③都道府県や市町村による浄化槽の管理等に関し、関係者間で必要な協議を行う協議会(法定協議会)の設置。
※「特別区」とは、日本の都市部に該当する地域を指します。具体的には、東京23区や八王子市、町田市等が該当します。
※「特定既存単独処理浄化槽」につきましては、ブログ「単独処理浄化槽はいつまで使えるのか?」の中でも、ご説明しています。
また、浄化槽法一部改正法施行を踏まえ、環境省は、都道府県、保健所設置市及び特別区におけるこれらの規定の円滑な運用等に資するため、特定既存単独処理浄化槽に対する措置に関する指針や浄化槽台帳の整備導入マニュアルの他、浄化槽整備の取組事例集等を作成しました。
※「都道府県、保健所設置市及び特別区」については、以下「都道府県等」と表します。
※「公共浄化槽整備・運営マニュアル」につきましては、ブログ「令和5年度公共浄化槽整備・運営について」、そして「令和5年度公共浄化槽の経営のあり方」の中で、ご説明しています。
しかし、老朽化が進み、不適正と判定される単独処理浄化槽が年々増加する中、都道府県等では、このような単独処理浄化槽について、特定既存単独処理浄化槽への判定が進んでおらず、上記制度が十分に活用されていない状況がみられます。

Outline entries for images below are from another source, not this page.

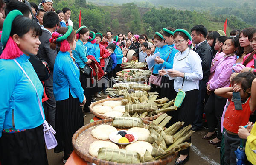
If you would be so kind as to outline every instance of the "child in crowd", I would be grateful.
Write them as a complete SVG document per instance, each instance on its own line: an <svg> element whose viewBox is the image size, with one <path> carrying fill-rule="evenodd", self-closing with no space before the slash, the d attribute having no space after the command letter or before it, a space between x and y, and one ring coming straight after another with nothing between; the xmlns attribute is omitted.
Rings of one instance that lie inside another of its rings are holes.
<svg viewBox="0 0 256 165"><path fill-rule="evenodd" d="M207 93L210 96L206 102L204 110L209 132L203 139L209 139L216 134L215 128L216 119L218 129L217 137L208 141L210 144L219 145L220 143L222 136L221 117L227 102L225 98L215 95L214 91L220 88L229 87L230 77L232 74L232 67L236 61L236 56L235 53L239 45L238 39L236 37L229 37L225 41L222 46L225 55L220 60L213 77L206 83Z"/></svg>
<svg viewBox="0 0 256 165"><path fill-rule="evenodd" d="M62 11L61 10L57 10L56 12L58 14L58 16L59 17L59 19L60 19L60 23L59 25L58 25L58 27L57 28L59 28L61 27L67 27L66 26L66 24L64 22L62 22L62 20L63 20L63 18L64 18L64 14L62 12Z"/></svg>
<svg viewBox="0 0 256 165"><path fill-rule="evenodd" d="M222 52L222 46L227 38L226 36L219 36L216 39L215 43L214 44L214 50L217 50L217 52L215 57L212 60L209 80L213 77L216 68L220 62L220 59L225 55L225 53Z"/></svg>
<svg viewBox="0 0 256 165"><path fill-rule="evenodd" d="M151 56L152 52L151 51L151 48L148 48L146 49L146 53L147 53L147 56L149 57Z"/></svg>
<svg viewBox="0 0 256 165"><path fill-rule="evenodd" d="M41 26L41 28L44 28L44 25L43 24L43 18L44 17L44 14L46 12L43 9L39 9L38 10L37 13L36 14L36 18L38 20L38 22L37 22Z"/></svg>
<svg viewBox="0 0 256 165"><path fill-rule="evenodd" d="M146 57L147 57L147 53L146 50L148 47L148 44L146 42L143 42L141 44L141 51L139 54L139 61L141 62L144 62L145 61Z"/></svg>
<svg viewBox="0 0 256 165"><path fill-rule="evenodd" d="M244 126L249 121L250 115L256 108L256 76L251 72L244 72L233 78L233 87L217 89L215 95L228 98L231 101L228 106L223 125L225 134L225 164L236 165L235 151L240 144L238 136L240 126ZM236 107L239 103L234 103L233 97L234 92L239 92L241 100L241 108Z"/></svg>
<svg viewBox="0 0 256 165"><path fill-rule="evenodd" d="M117 61L116 60L116 55L114 51L116 49L116 45L114 44L110 44L109 45L106 47L106 49L110 53L110 56L109 56L111 57L111 59L112 60L112 67L111 71L109 73L109 77L111 78L113 76L113 72L116 67L117 65Z"/></svg>
<svg viewBox="0 0 256 165"><path fill-rule="evenodd" d="M138 62L138 55L136 53L134 53L132 55L132 60L131 60L133 62Z"/></svg>
<svg viewBox="0 0 256 165"><path fill-rule="evenodd" d="M157 46L155 44L153 44L151 47L151 52L152 52L152 55L153 55L154 53L154 50L156 50Z"/></svg>

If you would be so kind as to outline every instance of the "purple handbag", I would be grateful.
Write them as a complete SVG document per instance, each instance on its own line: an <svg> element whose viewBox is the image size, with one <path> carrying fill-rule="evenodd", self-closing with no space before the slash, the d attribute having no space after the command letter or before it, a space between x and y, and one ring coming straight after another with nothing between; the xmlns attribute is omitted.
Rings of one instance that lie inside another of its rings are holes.
<svg viewBox="0 0 256 165"><path fill-rule="evenodd" d="M26 74L26 71L23 69L22 67L20 66L20 64L17 61L17 60L15 59L14 59L13 60L16 62L16 63L19 66L20 68L22 70L24 73L26 75L26 76L27 77L28 79L29 80L34 88L35 90L35 92L36 92L36 95L38 98L38 104L39 105L39 109L40 109L40 111L41 112L41 115L42 115L42 117L43 117L43 120L44 120L44 123L43 123L43 126L44 126L44 141L45 142L45 145L46 145L46 148L48 150L50 150L52 149L55 147L57 146L58 145L58 143L57 142L57 140L54 137L54 135L56 134L56 131L53 129L52 127L48 123L47 121L44 119L44 112L43 112L43 108L42 107L42 104L40 102L40 98L38 96L38 94L37 91L36 90L36 89L35 87L35 85L32 82L31 80Z"/></svg>

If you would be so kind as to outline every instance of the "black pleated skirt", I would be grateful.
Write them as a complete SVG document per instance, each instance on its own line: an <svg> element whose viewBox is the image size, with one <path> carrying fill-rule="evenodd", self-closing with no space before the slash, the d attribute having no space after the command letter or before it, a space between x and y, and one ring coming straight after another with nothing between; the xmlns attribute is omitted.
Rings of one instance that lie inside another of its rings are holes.
<svg viewBox="0 0 256 165"><path fill-rule="evenodd" d="M186 96L181 106L176 111L167 112L167 114L172 117L166 127L168 128L177 121L184 121L185 124L178 130L179 131L184 127L193 123L198 92L199 90L197 89L185 92ZM177 95L177 93L175 91L175 95ZM191 143L191 137L186 142ZM189 154L189 147L185 150L181 150L179 153L182 155Z"/></svg>
<svg viewBox="0 0 256 165"><path fill-rule="evenodd" d="M170 80L168 77L162 76L161 92L160 92L161 98L166 97L169 101L175 99L177 92L174 90L174 80Z"/></svg>
<svg viewBox="0 0 256 165"><path fill-rule="evenodd" d="M9 134L0 139L0 161L3 165L48 165L42 125Z"/></svg>
<svg viewBox="0 0 256 165"><path fill-rule="evenodd" d="M64 151L69 155L73 151L72 138L79 128L84 125L83 112L78 98L69 92L69 98L56 101L55 130L58 145L55 153Z"/></svg>

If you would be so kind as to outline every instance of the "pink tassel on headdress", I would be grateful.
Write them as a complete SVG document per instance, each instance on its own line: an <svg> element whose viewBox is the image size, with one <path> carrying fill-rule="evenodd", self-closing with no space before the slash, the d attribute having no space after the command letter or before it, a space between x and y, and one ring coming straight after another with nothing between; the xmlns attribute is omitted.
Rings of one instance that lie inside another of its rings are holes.
<svg viewBox="0 0 256 165"><path fill-rule="evenodd" d="M0 58L12 59L19 57L23 54L24 53L21 51L12 38L10 36Z"/></svg>
<svg viewBox="0 0 256 165"><path fill-rule="evenodd" d="M80 37L80 35L79 35L79 34L78 33L77 33L76 35L76 39L79 39L79 37Z"/></svg>
<svg viewBox="0 0 256 165"><path fill-rule="evenodd" d="M61 42L61 48L60 48L60 50L62 52L66 52L67 51L70 50L71 49L69 43L67 39L65 39L64 41Z"/></svg>

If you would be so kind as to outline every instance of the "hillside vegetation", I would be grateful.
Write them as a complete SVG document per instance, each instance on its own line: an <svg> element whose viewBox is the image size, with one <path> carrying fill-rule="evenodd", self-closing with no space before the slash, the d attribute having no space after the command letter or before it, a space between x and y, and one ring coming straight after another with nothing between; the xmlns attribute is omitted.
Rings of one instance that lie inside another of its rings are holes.
<svg viewBox="0 0 256 165"><path fill-rule="evenodd" d="M37 1L39 0L32 0L31 1L38 4ZM192 1L196 0L201 0ZM223 1L227 0L223 0ZM111 3L117 1L113 0ZM160 1L161 0L159 1ZM107 1L105 2L107 2ZM153 5L149 2L140 0L137 2L137 3L147 3L148 5ZM119 33L126 34L128 30L131 30L134 34L146 33L150 37L152 37L155 31L162 31L163 27L166 27L183 28L190 31L195 25L202 24L208 30L223 30L226 18L224 14L215 16L209 12L178 10L176 9L177 8L163 6L160 8L140 7L133 3L106 6L88 3L84 0L61 0L54 3L53 7L56 11L61 10L64 7L70 8L72 11L71 19L74 23L75 29L78 28L78 19L81 10L82 24L86 25L90 30L96 29L102 33L111 30L114 35ZM233 12L232 10L227 11ZM227 11L224 9L221 11L222 13ZM242 12L241 14L242 13L244 13ZM227 14L228 15L227 17L228 17L228 34L233 29L241 29L252 26L253 21L255 21L252 19L253 18L247 18L251 20L249 24L237 16L229 13Z"/></svg>

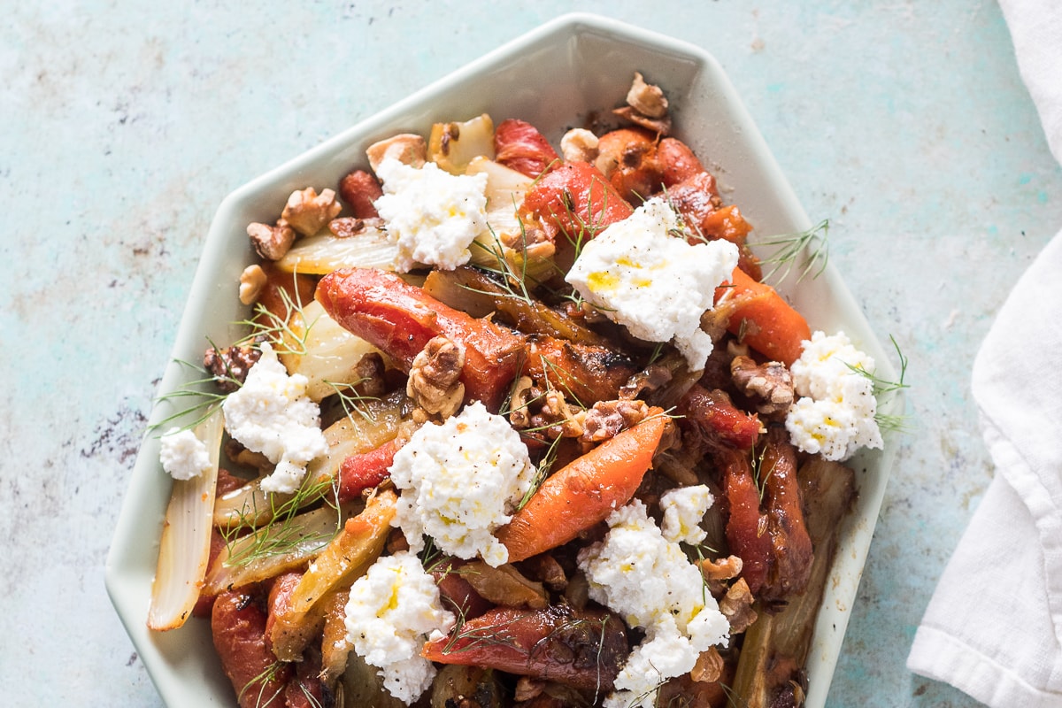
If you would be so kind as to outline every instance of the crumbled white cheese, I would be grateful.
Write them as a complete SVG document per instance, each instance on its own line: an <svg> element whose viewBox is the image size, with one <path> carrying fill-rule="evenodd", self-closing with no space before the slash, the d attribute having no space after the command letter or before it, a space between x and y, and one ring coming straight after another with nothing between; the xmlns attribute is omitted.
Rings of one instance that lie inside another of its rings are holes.
<svg viewBox="0 0 1062 708"><path fill-rule="evenodd" d="M834 461L847 460L860 447L883 447L869 376L874 359L854 347L844 332L815 332L790 368L801 396L786 415L793 445Z"/></svg>
<svg viewBox="0 0 1062 708"><path fill-rule="evenodd" d="M418 169L393 157L376 174L383 195L375 206L398 245L398 271L414 263L452 271L468 262L468 245L487 230L486 174L452 175L434 162Z"/></svg>
<svg viewBox="0 0 1062 708"><path fill-rule="evenodd" d="M650 708L656 688L680 676L709 646L725 644L730 622L704 587L700 569L669 541L635 499L613 512L604 540L579 554L589 597L643 627L646 638L616 678L609 708Z"/></svg>
<svg viewBox="0 0 1062 708"><path fill-rule="evenodd" d="M671 207L651 198L588 241L566 279L634 336L673 339L696 372L712 353L701 315L713 308L716 287L733 274L738 252L722 240L690 245L672 236L679 227Z"/></svg>
<svg viewBox="0 0 1062 708"><path fill-rule="evenodd" d="M190 430L171 428L159 441L162 469L175 480L190 480L210 468L210 451Z"/></svg>
<svg viewBox="0 0 1062 708"><path fill-rule="evenodd" d="M664 510L661 533L664 538L675 543L700 543L708 535L700 526L701 519L714 502L715 497L703 484L666 491L661 496L661 508Z"/></svg>
<svg viewBox="0 0 1062 708"><path fill-rule="evenodd" d="M396 525L414 551L427 534L446 553L500 566L509 550L493 532L512 518L533 476L519 433L474 402L441 426L418 429L395 454Z"/></svg>
<svg viewBox="0 0 1062 708"><path fill-rule="evenodd" d="M269 342L261 350L246 381L222 404L225 429L243 447L276 465L262 480L262 489L292 494L306 476L306 464L328 451L321 409L306 396L305 376L288 376Z"/></svg>
<svg viewBox="0 0 1062 708"><path fill-rule="evenodd" d="M355 581L344 622L354 651L380 670L391 695L410 705L435 677L431 661L421 656L424 642L449 632L455 619L421 560L400 551L378 558Z"/></svg>

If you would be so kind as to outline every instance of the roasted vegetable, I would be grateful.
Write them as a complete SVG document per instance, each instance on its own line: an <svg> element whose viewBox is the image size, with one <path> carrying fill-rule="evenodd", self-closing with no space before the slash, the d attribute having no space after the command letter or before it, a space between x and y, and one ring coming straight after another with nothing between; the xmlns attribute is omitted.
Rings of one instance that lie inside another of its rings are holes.
<svg viewBox="0 0 1062 708"><path fill-rule="evenodd" d="M336 322L372 343L407 370L440 334L465 349L465 400L497 411L516 375L523 339L487 320L443 305L390 273L346 269L326 275L318 300Z"/></svg>
<svg viewBox="0 0 1062 708"><path fill-rule="evenodd" d="M424 656L607 692L628 651L627 631L615 615L552 605L493 609L429 641Z"/></svg>

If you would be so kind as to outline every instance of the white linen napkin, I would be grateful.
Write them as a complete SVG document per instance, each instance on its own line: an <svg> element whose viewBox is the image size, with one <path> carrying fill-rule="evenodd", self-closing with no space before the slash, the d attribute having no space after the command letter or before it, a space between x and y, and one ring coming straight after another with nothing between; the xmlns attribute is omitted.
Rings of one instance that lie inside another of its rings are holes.
<svg viewBox="0 0 1062 708"><path fill-rule="evenodd" d="M1000 0L1062 161L1062 3ZM974 362L996 474L948 562L907 667L1003 708L1062 707L1062 232L1022 276Z"/></svg>

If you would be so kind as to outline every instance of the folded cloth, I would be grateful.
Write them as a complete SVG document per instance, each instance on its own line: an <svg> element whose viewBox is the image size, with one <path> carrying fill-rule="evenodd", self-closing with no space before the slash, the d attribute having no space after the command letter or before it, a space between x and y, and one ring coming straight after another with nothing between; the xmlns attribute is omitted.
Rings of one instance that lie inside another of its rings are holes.
<svg viewBox="0 0 1062 708"><path fill-rule="evenodd" d="M1062 161L1062 2L999 0ZM974 362L996 474L907 658L993 708L1062 707L1062 232L1022 276Z"/></svg>
<svg viewBox="0 0 1062 708"><path fill-rule="evenodd" d="M1062 706L1062 232L999 311L972 385L996 476L907 667L994 708Z"/></svg>
<svg viewBox="0 0 1062 708"><path fill-rule="evenodd" d="M1062 3L999 0L1017 69L1040 113L1055 159L1062 162Z"/></svg>

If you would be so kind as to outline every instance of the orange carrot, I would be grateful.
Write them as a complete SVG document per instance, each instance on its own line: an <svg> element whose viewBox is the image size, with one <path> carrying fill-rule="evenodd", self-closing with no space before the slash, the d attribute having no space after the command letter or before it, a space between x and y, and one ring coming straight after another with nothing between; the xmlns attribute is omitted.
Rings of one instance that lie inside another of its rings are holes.
<svg viewBox="0 0 1062 708"><path fill-rule="evenodd" d="M716 304L724 297L732 308L727 329L765 357L788 366L800 357L804 340L811 339L807 321L774 288L753 280L739 267L730 284L716 288Z"/></svg>
<svg viewBox="0 0 1062 708"><path fill-rule="evenodd" d="M515 563L567 543L634 496L653 462L667 418L661 409L543 482L495 534Z"/></svg>

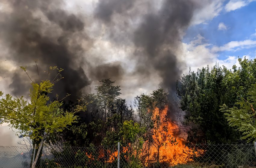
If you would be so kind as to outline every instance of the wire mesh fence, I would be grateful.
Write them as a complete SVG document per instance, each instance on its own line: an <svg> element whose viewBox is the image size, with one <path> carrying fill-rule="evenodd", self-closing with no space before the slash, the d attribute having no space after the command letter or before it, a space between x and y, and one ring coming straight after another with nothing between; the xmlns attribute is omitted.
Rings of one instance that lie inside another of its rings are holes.
<svg viewBox="0 0 256 168"><path fill-rule="evenodd" d="M253 144L144 146L135 150L130 146L120 147L120 168L256 167ZM117 148L45 146L36 167L117 168ZM30 147L0 146L0 168L30 167L33 151Z"/></svg>

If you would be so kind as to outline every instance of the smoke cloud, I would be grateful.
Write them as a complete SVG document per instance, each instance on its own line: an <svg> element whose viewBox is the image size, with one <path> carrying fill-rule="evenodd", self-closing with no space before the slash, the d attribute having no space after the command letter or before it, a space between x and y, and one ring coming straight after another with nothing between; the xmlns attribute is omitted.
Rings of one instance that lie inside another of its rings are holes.
<svg viewBox="0 0 256 168"><path fill-rule="evenodd" d="M156 79L161 86L175 93L184 66L179 59L183 34L195 11L210 1L92 2L94 9L88 15L65 9L61 0L4 0L0 44L7 49L6 59L15 62L14 66L27 66L33 79L37 78L31 63L34 60L40 71L50 66L63 68L64 79L55 90L61 96L71 94L73 101L82 92L90 92L97 81L108 78L124 87L127 95L146 83L155 86L152 80ZM109 42L111 48L96 54L93 50L102 47L95 46L99 40ZM125 56L106 61L108 50L124 51ZM24 80L22 71L12 70L9 76L9 87L16 95L24 94L30 82ZM0 76L6 74L1 72Z"/></svg>

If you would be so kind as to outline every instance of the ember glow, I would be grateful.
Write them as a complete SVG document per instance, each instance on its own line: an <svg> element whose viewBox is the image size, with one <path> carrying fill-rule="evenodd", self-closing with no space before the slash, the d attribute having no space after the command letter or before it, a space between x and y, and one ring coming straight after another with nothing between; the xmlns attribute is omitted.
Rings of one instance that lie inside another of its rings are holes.
<svg viewBox="0 0 256 168"><path fill-rule="evenodd" d="M139 154L145 165L158 162L169 166L184 164L193 161L193 157L203 154L205 152L185 145L186 133L179 131L180 127L168 117L168 111L167 106L162 110L157 108L153 110L151 118L154 121L154 128L151 133L152 138L150 141L144 142ZM128 150L123 147L120 153L125 153ZM133 154L138 156L135 153L136 150L133 151ZM107 162L112 163L117 158L117 151L112 153L109 151L108 153L109 158Z"/></svg>
<svg viewBox="0 0 256 168"><path fill-rule="evenodd" d="M143 151L146 163L159 161L170 165L184 164L193 161L192 156L203 154L202 150L195 151L184 144L187 135L182 133L177 135L179 127L167 117L168 107L162 110L155 108L153 111L154 122L152 140L144 143Z"/></svg>

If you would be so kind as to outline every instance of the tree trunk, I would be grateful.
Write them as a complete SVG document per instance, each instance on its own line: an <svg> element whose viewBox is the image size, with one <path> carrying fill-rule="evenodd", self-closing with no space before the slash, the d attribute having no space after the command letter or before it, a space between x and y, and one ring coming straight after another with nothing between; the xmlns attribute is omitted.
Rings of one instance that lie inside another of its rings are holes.
<svg viewBox="0 0 256 168"><path fill-rule="evenodd" d="M41 151L41 149L43 146L43 143L44 142L44 139L43 138L41 140L41 142L40 143L40 145L39 146L39 147L38 148L38 150L37 151L37 153L36 154L36 158L35 158L35 161L34 161L34 163L32 164L32 166L31 168L35 168L36 167L36 162L37 161L37 160L38 159L38 158L39 157L39 155L40 154L40 151Z"/></svg>
<svg viewBox="0 0 256 168"><path fill-rule="evenodd" d="M160 147L158 147L157 148L157 155L156 156L156 161L158 162L159 162L159 151L160 149Z"/></svg>

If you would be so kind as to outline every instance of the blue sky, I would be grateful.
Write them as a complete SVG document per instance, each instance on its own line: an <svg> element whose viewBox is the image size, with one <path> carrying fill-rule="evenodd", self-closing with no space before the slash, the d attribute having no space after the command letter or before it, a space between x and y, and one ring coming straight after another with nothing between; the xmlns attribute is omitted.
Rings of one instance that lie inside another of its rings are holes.
<svg viewBox="0 0 256 168"><path fill-rule="evenodd" d="M216 62L220 62L220 64L226 62L229 56L237 58L246 56L249 58L254 58L256 1L231 0L217 3L221 3L221 5L218 13L215 12L216 16L190 26L183 36L183 42L189 44L200 34L203 38L201 43L194 46L207 44L204 47L205 49L209 50L209 54L215 55ZM232 62L228 62L230 65L235 63L235 60Z"/></svg>

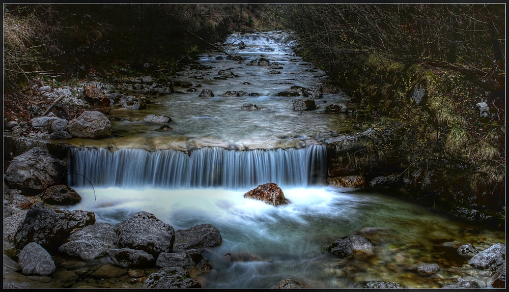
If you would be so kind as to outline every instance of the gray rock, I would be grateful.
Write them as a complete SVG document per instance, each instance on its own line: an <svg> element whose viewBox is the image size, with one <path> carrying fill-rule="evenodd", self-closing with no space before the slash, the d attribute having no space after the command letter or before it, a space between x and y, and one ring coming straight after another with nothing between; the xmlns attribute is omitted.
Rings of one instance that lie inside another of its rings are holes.
<svg viewBox="0 0 509 292"><path fill-rule="evenodd" d="M48 276L56 267L49 253L35 242L27 244L18 255L19 266L25 275Z"/></svg>
<svg viewBox="0 0 509 292"><path fill-rule="evenodd" d="M502 264L491 278L491 285L493 288L505 288L505 261Z"/></svg>
<svg viewBox="0 0 509 292"><path fill-rule="evenodd" d="M143 120L153 123L169 123L172 122L172 119L169 116L153 114L147 115L143 118Z"/></svg>
<svg viewBox="0 0 509 292"><path fill-rule="evenodd" d="M175 250L215 247L222 243L219 229L210 224L202 224L175 231Z"/></svg>
<svg viewBox="0 0 509 292"><path fill-rule="evenodd" d="M373 244L363 236L353 235L338 239L327 247L327 251L340 257L348 257L354 250L367 251L373 249Z"/></svg>
<svg viewBox="0 0 509 292"><path fill-rule="evenodd" d="M41 132L47 132L51 129L51 125L58 120L62 119L56 116L41 116L34 118L30 122L34 129Z"/></svg>
<svg viewBox="0 0 509 292"><path fill-rule="evenodd" d="M52 133L49 138L51 140L69 140L72 139L72 136L67 131L57 131Z"/></svg>
<svg viewBox="0 0 509 292"><path fill-rule="evenodd" d="M93 212L53 210L39 202L26 212L14 237L14 245L21 249L35 242L47 249L56 249L72 231L95 222Z"/></svg>
<svg viewBox="0 0 509 292"><path fill-rule="evenodd" d="M468 243L464 244L459 247L457 251L458 253L461 255L467 255L472 256L474 254L479 253L479 251L475 249L471 244Z"/></svg>
<svg viewBox="0 0 509 292"><path fill-rule="evenodd" d="M434 274L440 270L440 267L436 264L422 265L417 267L417 272L427 274Z"/></svg>
<svg viewBox="0 0 509 292"><path fill-rule="evenodd" d="M504 263L505 259L505 246L497 243L473 256L468 261L468 265L480 270L495 271Z"/></svg>
<svg viewBox="0 0 509 292"><path fill-rule="evenodd" d="M306 97L310 97L311 98L322 98L323 97L322 87L317 88L314 86L304 89L302 91L302 95Z"/></svg>
<svg viewBox="0 0 509 292"><path fill-rule="evenodd" d="M172 253L161 252L157 257L156 266L180 267L186 271L198 270L203 272L208 272L212 269L210 261L196 249Z"/></svg>
<svg viewBox="0 0 509 292"><path fill-rule="evenodd" d="M315 110L316 109L315 100L312 99L294 99L292 102L293 103L294 110L302 111L303 110Z"/></svg>
<svg viewBox="0 0 509 292"><path fill-rule="evenodd" d="M382 281L362 281L357 282L353 287L360 289L403 289L408 288L406 286L398 283Z"/></svg>
<svg viewBox="0 0 509 292"><path fill-rule="evenodd" d="M198 97L213 97L214 94L209 89L204 89L198 96Z"/></svg>
<svg viewBox="0 0 509 292"><path fill-rule="evenodd" d="M48 204L74 205L81 201L81 197L76 191L65 185L56 185L46 189L42 199Z"/></svg>
<svg viewBox="0 0 509 292"><path fill-rule="evenodd" d="M172 225L153 214L139 212L114 227L117 247L139 249L151 254L169 252L173 248L175 231Z"/></svg>
<svg viewBox="0 0 509 292"><path fill-rule="evenodd" d="M258 107L253 103L247 103L242 105L242 109L243 110L254 110L258 109Z"/></svg>
<svg viewBox="0 0 509 292"><path fill-rule="evenodd" d="M115 248L117 234L109 223L89 225L71 235L59 252L82 259L92 259L105 255Z"/></svg>
<svg viewBox="0 0 509 292"><path fill-rule="evenodd" d="M201 288L202 285L191 278L188 273L179 267L165 267L151 274L144 283L145 288L183 289Z"/></svg>
<svg viewBox="0 0 509 292"><path fill-rule="evenodd" d="M132 248L113 249L108 253L114 266L125 269L145 268L155 261L152 254Z"/></svg>
<svg viewBox="0 0 509 292"><path fill-rule="evenodd" d="M65 131L68 124L69 124L69 122L67 120L63 119L59 119L55 120L51 124L51 132L55 133L59 131Z"/></svg>
<svg viewBox="0 0 509 292"><path fill-rule="evenodd" d="M99 111L85 111L69 122L66 130L77 138L97 139L111 134L111 123Z"/></svg>
<svg viewBox="0 0 509 292"><path fill-rule="evenodd" d="M40 193L48 186L58 183L65 172L67 164L36 147L15 157L6 171L5 180L23 193Z"/></svg>
<svg viewBox="0 0 509 292"><path fill-rule="evenodd" d="M447 285L442 287L442 289L479 289L480 286L475 281L462 281L456 284Z"/></svg>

※破損又は変形、漏水状態にある単独処理浄化槽が、平成26年度には5,102件であったものが、令和3年度には7,154件と約4割増となっています。
調査目的・対象機関
総務省行政評価局が作成した「浄化槽行政に関する調査 結果報告書」の「目的」「対象機関」は下記のようになっています。
①目的
この調査は、生活環境の保全等に重大な支障が生じるおそれのある単独処理浄化槽(特定既存単独処理浄化槽)への措置を確実に行い、水質保全や悪臭等の防止を図るため、国、都道府県等における特定既存単独処理浄化槽に対する取組状況や浄化槽台帳の活用状況の他、これらに対する課題等を明らかにし、関係行政の改善に資するために実施するものです。
②対象機関
◦調査対象機関
環境省、農林水産省、国土交通省
◦関連調査等対象機関
都道府県(12)、市町村(22)、関係団体等(29)
(注)
・市町村(22)とは、保健所設置市(17)と地方自治法(昭和22年法律第67号)第252条の17の2の規定に基づき、都道府県の事務及び権限を移譲された市町村(5)である。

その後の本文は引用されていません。